Atentos às movimentações políticas, lideranças de associações de moradores de favelas no Rio de Janeiro se uniram e fundaram, em 2014, a União Comunitária. Uma associação intercomunitária que reúne líderes de mais de sessenta favelas no Rio de Janeiro para defender melhores políticas públicas em suas comunidades. O vice-presidente da organização, Reinaldo Reis, de 42 anos, é morador do Tabajaras, na Zona Sul do Rio. Para ele, a crise é só uma desculpa para justificar o Estado falido e envolvido em muitos casos de corrupção. Os maiores perdedores são os moradores de favelas. “A gente acredita que as favelas vão sofrer muito porque temos a experiência da privatização da Light, quando o governo estadual através do projeto das UPPs, fez com que a Light fosse seu parceiro mais forte. Hoje tem casebres na comunidade com um ventilador, uma geladeira e dois cômodos pagando de R$ 700 a R$ 800 de luz. Com a privatização da Cedae, o modelo será igual causando a gentrificação nas favelas”, explica Reis.

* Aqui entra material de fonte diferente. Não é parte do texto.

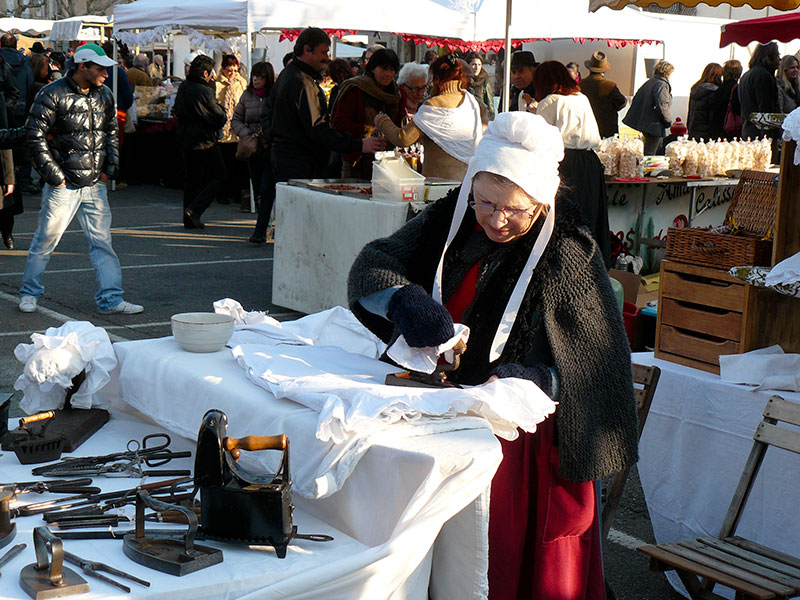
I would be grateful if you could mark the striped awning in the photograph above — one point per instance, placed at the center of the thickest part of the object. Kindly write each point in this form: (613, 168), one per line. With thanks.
(756, 4)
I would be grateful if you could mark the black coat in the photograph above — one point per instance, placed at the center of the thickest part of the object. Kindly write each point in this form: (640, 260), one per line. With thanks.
(200, 116)
(72, 136)
(650, 107)
(299, 121)
(698, 121)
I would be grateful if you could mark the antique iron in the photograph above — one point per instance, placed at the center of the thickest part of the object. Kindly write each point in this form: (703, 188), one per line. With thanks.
(176, 555)
(48, 577)
(237, 505)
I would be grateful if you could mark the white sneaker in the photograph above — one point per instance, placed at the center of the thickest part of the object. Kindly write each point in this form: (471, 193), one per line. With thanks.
(123, 308)
(27, 304)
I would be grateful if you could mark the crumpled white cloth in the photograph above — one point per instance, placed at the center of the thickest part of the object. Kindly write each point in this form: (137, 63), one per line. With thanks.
(457, 131)
(766, 368)
(791, 131)
(229, 306)
(336, 326)
(425, 360)
(348, 392)
(55, 357)
(786, 272)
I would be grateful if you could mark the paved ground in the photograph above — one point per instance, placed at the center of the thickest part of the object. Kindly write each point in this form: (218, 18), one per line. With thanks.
(170, 270)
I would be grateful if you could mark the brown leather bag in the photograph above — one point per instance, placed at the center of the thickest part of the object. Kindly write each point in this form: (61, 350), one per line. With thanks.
(250, 146)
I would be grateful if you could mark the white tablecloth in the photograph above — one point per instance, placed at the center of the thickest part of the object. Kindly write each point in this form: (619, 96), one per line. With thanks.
(317, 238)
(392, 507)
(697, 437)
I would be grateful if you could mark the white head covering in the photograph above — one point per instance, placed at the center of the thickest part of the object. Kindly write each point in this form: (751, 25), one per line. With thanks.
(523, 148)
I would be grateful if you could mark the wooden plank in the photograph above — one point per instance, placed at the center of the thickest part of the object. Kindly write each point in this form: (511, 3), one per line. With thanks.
(721, 323)
(683, 343)
(703, 290)
(787, 218)
(754, 557)
(696, 558)
(782, 410)
(778, 436)
(764, 550)
(742, 563)
(679, 563)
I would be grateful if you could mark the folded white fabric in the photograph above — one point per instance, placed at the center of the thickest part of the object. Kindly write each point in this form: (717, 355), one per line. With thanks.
(348, 392)
(424, 360)
(767, 368)
(229, 306)
(785, 272)
(58, 355)
(336, 326)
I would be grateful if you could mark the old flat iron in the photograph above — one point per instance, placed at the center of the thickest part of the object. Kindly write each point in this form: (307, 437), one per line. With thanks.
(237, 505)
(167, 552)
(437, 379)
(49, 578)
(44, 436)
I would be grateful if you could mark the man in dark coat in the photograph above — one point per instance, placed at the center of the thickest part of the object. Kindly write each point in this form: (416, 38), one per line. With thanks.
(200, 122)
(603, 94)
(72, 133)
(650, 108)
(758, 88)
(300, 130)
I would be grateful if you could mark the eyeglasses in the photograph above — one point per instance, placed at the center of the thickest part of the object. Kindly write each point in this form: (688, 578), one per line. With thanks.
(417, 90)
(487, 209)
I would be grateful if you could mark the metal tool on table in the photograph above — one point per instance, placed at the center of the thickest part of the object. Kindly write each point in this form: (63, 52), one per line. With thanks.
(12, 553)
(44, 436)
(437, 379)
(176, 555)
(48, 577)
(122, 464)
(93, 568)
(8, 530)
(237, 505)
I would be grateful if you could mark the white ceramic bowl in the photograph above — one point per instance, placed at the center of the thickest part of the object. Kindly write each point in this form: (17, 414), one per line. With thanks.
(202, 332)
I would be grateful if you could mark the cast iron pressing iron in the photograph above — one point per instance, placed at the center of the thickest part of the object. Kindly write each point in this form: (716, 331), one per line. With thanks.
(166, 552)
(50, 578)
(237, 505)
(44, 436)
(437, 379)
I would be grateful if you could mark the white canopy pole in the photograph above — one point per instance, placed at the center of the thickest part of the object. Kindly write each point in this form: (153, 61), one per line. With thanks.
(507, 65)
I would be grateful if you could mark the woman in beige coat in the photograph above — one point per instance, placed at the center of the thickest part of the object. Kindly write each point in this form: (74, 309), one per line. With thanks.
(448, 124)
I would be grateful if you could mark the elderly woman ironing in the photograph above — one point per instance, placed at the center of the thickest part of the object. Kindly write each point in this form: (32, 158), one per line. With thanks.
(506, 255)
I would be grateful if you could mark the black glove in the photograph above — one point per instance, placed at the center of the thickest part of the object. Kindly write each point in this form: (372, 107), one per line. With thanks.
(421, 320)
(538, 374)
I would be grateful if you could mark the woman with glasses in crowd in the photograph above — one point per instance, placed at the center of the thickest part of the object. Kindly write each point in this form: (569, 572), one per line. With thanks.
(508, 256)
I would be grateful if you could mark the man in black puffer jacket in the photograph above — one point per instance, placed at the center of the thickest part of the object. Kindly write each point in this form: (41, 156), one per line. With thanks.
(72, 138)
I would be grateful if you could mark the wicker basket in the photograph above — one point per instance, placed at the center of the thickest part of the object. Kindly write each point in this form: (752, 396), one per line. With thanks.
(752, 210)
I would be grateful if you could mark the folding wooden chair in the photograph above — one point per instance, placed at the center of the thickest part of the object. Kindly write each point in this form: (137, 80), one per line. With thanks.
(752, 570)
(645, 380)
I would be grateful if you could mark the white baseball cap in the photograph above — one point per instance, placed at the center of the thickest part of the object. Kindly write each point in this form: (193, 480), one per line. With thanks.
(92, 53)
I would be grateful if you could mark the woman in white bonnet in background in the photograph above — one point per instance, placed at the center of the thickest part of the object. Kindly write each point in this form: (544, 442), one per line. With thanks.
(507, 255)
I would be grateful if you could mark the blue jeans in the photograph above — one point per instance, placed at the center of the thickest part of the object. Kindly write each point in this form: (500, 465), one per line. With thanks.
(59, 206)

Ter os serviços públicos regularizados nas favelas sempre foi pauta nas lutas dos movimentos comunitários. Segundo o presidente da Associação de Moradores e Amigos do Laboriaux e Vila Cruzado, José Ricardo Duarte, de 51 anos, a partir do momento em o morador de favela se encontra tratado e equiparado a qualquer outro cidadão, ele tem consciência, direitos e obrigações para pagar os serviços com um preço justo. Porém, os serviços públicos nas favelas são deficientes. “Sempre converso com os moradores do Laboriaux e tem vezes que ficamos 4 ou 5 dias sem água. O recolhimento de esgoto não abrange toda a favela por causa das valas e por você conviver com essa situação, te desmotiva você a agir enquanto cidadão pagando seus tributos pelas necessidades básicas”, conta Ricardo.

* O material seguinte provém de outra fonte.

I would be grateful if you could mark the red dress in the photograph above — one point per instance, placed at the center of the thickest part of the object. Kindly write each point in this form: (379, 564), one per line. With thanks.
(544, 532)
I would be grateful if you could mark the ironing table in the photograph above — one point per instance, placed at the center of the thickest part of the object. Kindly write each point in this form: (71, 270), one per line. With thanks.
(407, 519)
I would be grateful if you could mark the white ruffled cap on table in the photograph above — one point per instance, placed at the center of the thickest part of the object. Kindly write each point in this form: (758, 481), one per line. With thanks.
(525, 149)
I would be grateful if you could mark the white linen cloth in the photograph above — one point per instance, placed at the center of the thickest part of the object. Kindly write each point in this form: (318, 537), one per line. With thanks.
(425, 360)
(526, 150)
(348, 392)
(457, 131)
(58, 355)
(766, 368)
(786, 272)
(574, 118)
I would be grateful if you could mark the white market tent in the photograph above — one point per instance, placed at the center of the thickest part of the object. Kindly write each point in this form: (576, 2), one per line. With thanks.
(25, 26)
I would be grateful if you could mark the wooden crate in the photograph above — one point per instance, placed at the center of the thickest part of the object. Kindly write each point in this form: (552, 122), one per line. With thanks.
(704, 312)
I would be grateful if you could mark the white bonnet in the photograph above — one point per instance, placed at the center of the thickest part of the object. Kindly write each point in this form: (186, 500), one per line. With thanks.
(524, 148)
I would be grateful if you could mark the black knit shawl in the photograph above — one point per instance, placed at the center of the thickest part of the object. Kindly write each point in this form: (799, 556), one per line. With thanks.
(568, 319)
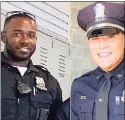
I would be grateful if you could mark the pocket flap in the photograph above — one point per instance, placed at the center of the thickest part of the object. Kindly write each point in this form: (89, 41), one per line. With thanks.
(118, 109)
(8, 93)
(41, 96)
(87, 106)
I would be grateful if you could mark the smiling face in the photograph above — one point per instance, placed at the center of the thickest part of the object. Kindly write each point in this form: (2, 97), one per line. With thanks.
(107, 51)
(19, 38)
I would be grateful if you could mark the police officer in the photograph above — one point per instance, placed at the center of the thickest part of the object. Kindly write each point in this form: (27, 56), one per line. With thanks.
(99, 94)
(28, 92)
(64, 111)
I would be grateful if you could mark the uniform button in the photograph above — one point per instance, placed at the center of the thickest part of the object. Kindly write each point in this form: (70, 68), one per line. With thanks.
(97, 77)
(119, 76)
(21, 116)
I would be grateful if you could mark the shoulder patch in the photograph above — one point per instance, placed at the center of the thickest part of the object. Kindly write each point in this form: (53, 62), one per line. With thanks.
(86, 74)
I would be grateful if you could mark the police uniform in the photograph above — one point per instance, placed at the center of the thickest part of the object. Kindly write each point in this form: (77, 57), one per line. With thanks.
(34, 96)
(85, 89)
(64, 111)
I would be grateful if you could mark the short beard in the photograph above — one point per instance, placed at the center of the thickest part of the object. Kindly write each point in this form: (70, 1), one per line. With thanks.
(14, 57)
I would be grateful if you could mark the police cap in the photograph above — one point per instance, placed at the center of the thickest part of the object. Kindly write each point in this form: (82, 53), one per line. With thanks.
(102, 18)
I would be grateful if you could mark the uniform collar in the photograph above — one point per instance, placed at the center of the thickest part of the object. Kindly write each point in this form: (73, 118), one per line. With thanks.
(118, 72)
(30, 66)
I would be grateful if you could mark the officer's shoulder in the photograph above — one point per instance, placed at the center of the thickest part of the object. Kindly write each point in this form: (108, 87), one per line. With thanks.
(41, 68)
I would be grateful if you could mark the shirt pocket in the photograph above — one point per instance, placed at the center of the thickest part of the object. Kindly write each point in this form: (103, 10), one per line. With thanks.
(42, 99)
(118, 111)
(86, 109)
(8, 103)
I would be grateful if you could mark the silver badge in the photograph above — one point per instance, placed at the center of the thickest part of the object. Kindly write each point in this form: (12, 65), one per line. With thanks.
(99, 12)
(40, 84)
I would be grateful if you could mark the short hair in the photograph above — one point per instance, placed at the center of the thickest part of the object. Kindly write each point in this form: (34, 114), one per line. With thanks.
(8, 19)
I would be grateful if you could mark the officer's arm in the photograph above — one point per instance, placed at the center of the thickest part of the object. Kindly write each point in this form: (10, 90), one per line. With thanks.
(74, 112)
(57, 100)
(64, 112)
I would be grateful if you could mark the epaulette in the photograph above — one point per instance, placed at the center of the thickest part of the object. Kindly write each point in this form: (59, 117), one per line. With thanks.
(85, 74)
(88, 73)
(41, 67)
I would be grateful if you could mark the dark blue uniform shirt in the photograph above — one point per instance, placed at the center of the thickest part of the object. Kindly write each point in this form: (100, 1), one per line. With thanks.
(30, 106)
(85, 89)
(64, 112)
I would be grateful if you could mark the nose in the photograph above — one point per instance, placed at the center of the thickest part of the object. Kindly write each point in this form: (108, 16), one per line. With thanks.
(24, 39)
(102, 42)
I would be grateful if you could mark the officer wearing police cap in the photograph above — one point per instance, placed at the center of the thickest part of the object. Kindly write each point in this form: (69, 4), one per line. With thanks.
(99, 94)
(28, 92)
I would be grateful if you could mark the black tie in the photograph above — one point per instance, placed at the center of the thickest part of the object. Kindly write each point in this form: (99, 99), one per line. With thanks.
(102, 99)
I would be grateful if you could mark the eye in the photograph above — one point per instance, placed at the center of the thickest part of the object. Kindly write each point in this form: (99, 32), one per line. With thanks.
(17, 34)
(111, 36)
(94, 38)
(32, 36)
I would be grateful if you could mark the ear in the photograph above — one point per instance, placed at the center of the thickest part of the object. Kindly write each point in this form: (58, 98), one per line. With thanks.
(3, 36)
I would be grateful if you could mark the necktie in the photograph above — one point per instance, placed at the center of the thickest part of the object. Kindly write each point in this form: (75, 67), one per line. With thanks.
(102, 99)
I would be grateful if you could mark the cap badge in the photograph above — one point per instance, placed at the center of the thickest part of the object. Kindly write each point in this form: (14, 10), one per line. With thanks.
(99, 12)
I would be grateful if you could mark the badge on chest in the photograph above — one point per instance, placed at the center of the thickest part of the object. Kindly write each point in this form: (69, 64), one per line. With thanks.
(40, 84)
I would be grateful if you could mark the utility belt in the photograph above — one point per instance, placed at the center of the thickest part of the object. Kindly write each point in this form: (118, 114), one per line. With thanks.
(42, 114)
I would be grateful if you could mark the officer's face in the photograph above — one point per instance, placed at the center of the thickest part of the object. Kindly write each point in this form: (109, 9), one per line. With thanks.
(107, 51)
(19, 38)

O clima é de incerteza nas favelas. Ou melhor, uma coisa é certa: a conta poderá aumentar, pois ninguém investe milhões de reais em uma empresa ser ter lucro sobre o serviço ofertado. Apesar da tarifa social ser mantida mesmo com a privatização da Cedae, os valores podem mudar. As tarifas sociais devem ser discutidas com os moradores de comunidades porque cada favela tem sua dinâmica e diversidade.